Music 2253 (3 credits)
GE: Visual and Performing Arts and Global Studies (VPA/GS)
Instructor: Graeme M. Boone
Prerequisites: Open to non-majors. No previous musical experience required.
Music 2253 is a listener's historical introduction to the world of jazz music. You will learn about its origins, development and diverse styles through lectures, reading, discussion, writing and — above all — close listening. As one of the key manifestations of American creative genius, jazz is worth learning about for its own sake; as an influence on all kinds of other music, jazz is an essential background to, and element of, our modern musical world. Studying the history of jazz means, first of all, studying the history of the African American presence in the United States, and its broader connections to African and African diasporic cultures. It also entails studying the complex interface between African and European American musical traditions, and the rich history of American popular music in which jazz has played such a central role, from 19th-century dance music and spirituals to ragtime, 'dixieland,' gospel, swing, R&B, rock 'n' roll, funk, fusion, hip hop, electronica and contemporary styles.

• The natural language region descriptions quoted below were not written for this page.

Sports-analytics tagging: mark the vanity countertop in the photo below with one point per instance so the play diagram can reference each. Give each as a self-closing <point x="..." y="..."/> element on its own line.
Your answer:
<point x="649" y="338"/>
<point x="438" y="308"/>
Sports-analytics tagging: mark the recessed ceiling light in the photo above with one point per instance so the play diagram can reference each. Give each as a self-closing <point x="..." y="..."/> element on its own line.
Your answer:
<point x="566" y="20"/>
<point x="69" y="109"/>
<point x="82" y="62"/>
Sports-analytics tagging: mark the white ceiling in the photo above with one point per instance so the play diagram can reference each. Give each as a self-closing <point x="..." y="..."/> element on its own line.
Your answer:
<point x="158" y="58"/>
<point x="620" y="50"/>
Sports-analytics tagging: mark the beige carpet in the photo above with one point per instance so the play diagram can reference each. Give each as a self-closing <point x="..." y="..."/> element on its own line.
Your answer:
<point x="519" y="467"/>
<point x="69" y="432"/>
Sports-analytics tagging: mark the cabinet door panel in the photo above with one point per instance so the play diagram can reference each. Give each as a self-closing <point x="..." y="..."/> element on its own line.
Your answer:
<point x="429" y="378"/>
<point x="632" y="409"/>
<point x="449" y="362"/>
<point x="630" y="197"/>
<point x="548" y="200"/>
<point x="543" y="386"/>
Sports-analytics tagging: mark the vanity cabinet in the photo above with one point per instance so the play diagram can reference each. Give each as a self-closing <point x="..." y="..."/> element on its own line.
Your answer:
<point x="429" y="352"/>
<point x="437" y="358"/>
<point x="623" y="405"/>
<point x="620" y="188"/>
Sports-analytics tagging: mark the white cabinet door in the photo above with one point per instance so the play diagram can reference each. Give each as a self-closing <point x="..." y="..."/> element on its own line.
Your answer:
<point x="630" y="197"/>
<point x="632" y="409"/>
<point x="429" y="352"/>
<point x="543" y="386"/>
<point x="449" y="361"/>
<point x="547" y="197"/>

Prerequisites — There are no prerequisites for taking this course; no prior knowledge of jazz, or of music, is needed; many students have received A grades without having any prior training in music. Given that some students will have a background in one or both of these, discussions in the class will range from introductory to advanced, depending on the topic and the interest.
Frequency — The course is normally offered during Spring semester in alternate years.